I'm an owned man. My mind does not always belong to me thanks to certain brands that make my world go round. When I think of certain products, I have my favorites. Brands like Intelligentsia coffee--Chicago-based and absolutely the best as far as I'm concerned--and Apple products. And, I have a near obsessive-compulsive relationship with Evah Pirazzi violin strings--in my mind no other brand comes even close to the golden tone and the projection I get from these. Most times I buy certain brands without even thinking about it.
So how do marketers and branding professionals cut through this type of single-minded brand loyalty when it comes to certain products and services? How does one even begin to get past those neurons that are firing up with potentially automatic and pre-programmed signals that lead to habitual buying? And, more importantly, are these brand loyalties actually based on tangible evidence of better, faster and stronger, or are they merely effects of cleverly designed and highly effective branding strategies? Are they based on memories cultivated over time?
At the recent Market Research Event 2013, several session and keynote speakers explored this issue of automatic responses and pre-programmed brand loyalty. Some dealt with just how strongly our realities are shaped by brands and our experiences with them. Others showed how it was possible for them to cut through pre-programmed brand perceptions and loyalty by applying insights gleaned from a robust market research program.
In his keynote, The Pragmatic Brain, Jeremy Sack, Ph.D., of the Pragmatic Brain Science Institute, explained that brands have the power to "make" reality and presented examples on how we're capable of conjuring up images in our mind when we think of a particular brand--a "very cold" Coors beer or the altruism associated with Superman for example--and how we oftentimes respond to the brand's stimulus. Nigel Harris, Chief Global Analyst at Millward Brown, talked about getting people to "respond rather than think" when it comes to brand choices and experiences in his session, The Meaningful Brand, and showed how certain brands can elicit immediate and automatic, and sometimes predictable, responses. For example, in a study among British respondents, Cadbury chocolates--a confectionery favorite in the U.K.--were chosen over scantily clad people when asked what seemed most appealing. In the session Curious + Connected = Curve Surfers: Sundance Channel Audience, members of the Sundance Channel's marketing team showed how the provider was able to expand its portfolio of programming, shed its "artsy" stereotype and, as a result of its disruptive marketing and content strategy, attract more mainstream viewers.

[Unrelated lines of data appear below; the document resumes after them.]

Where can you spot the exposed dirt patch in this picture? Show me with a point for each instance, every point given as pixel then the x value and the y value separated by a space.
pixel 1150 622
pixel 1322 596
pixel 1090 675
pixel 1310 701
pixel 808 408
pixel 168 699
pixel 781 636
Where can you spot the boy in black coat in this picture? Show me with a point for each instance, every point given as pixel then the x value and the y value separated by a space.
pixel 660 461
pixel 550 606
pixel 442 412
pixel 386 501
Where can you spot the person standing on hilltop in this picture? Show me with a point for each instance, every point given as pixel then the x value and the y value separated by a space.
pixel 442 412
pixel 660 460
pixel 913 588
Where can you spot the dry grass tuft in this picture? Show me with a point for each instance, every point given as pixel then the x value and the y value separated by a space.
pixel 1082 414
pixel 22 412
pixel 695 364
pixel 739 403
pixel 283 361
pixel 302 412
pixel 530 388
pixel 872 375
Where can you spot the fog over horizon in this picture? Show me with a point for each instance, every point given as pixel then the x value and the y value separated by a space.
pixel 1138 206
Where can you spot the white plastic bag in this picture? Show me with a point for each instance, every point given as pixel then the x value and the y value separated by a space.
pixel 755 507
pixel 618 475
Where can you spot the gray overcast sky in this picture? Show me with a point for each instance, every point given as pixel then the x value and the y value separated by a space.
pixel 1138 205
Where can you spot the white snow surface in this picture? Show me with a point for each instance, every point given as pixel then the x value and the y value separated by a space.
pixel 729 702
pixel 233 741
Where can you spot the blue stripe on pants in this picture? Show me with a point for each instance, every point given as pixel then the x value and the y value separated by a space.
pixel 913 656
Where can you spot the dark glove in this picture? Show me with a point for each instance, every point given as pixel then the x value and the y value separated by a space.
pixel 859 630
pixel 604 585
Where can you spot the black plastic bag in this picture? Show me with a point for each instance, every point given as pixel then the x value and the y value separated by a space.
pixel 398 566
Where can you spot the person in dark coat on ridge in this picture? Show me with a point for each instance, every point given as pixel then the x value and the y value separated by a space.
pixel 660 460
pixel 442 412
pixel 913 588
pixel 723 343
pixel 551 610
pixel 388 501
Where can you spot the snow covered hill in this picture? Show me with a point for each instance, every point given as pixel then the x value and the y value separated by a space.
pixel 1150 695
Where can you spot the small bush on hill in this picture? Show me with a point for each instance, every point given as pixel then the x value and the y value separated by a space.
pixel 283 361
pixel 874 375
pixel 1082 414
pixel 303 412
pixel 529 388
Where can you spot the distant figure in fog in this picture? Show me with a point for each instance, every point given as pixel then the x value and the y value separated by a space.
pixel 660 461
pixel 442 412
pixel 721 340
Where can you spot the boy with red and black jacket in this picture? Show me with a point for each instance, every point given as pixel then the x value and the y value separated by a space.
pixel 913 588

A great deal of scientific investigation is being done regarding the neuroscience of consumer decision-making. Research has shown that we make certain decisions based on how our brains view the world, our attitudes and our accumulated experiences--memories--of particular brands. As an example, for some of us, as long as the brands we have chosen continue to provide the same positive experiences over and over again, we continue to buy them and a habitual buying pattern is formed. This habitual buying pattern can become automatic, and cuts out the competition. It is only when an advertiser has created something "unexpected"--a contradiction in our experience of the world--that our automatic response is negated, and we potentially explore other options.
According to some of the presenters whose sessions I attended at TMRE 2013, the most powerful brands, those that have the potential to deliver something unexpected or "contradictory," develop human-centered brand strategies. For example, Zipcar's mission when it comes to their brand experiences revolves around "keeping it simple," and "obsessing about the customer." Sundance was able to accomplish its goal of shedding its artsy stereotype by listening to what viewers wanted and bringing the "unpredictability and excitement" more mainstream viewers wanted to their programming. Both companies developed strategies that strongly represent the fulfillment of their consumer and viewers' needs and the development of emotional ties with the brands. At TMRE 2013, one particular message was clear: brands need to adopt a human-centered mission in order to capture a consumer's attention, and should strive to create meaningful campaigns and experiences around this mission.
Participants of the various sessions I attended also agreed on one other thing: impactful business decisions that have the potential to cut through the clutter of competition and automatic purchasing behavior are only as strong as the insights provided from a well-developed research program. Clearly defined objectives are needed, and an experienced research team that can design and execute an appropriate and relevant research strategy is indispensable. For example, Sundance's aspirations necessitated a mixed method approach that included large segmentation studies and subsequent deep dives. The research findings allowed the content provider to add the "unpredictability" and "excitement" it needed to satisfy the needs of its untapped market.
Admittedly, as I walked away from some of these sessions, I couldn't help but think about my own purchases and marveled at how much of an automaton I can be. Does that say something about my personality? Do I buy certain brands because of own particular experiences with them and what they do for me? Am I just mesmerized by hype or marketing campaigns?
Maybe it's all in my brain after all.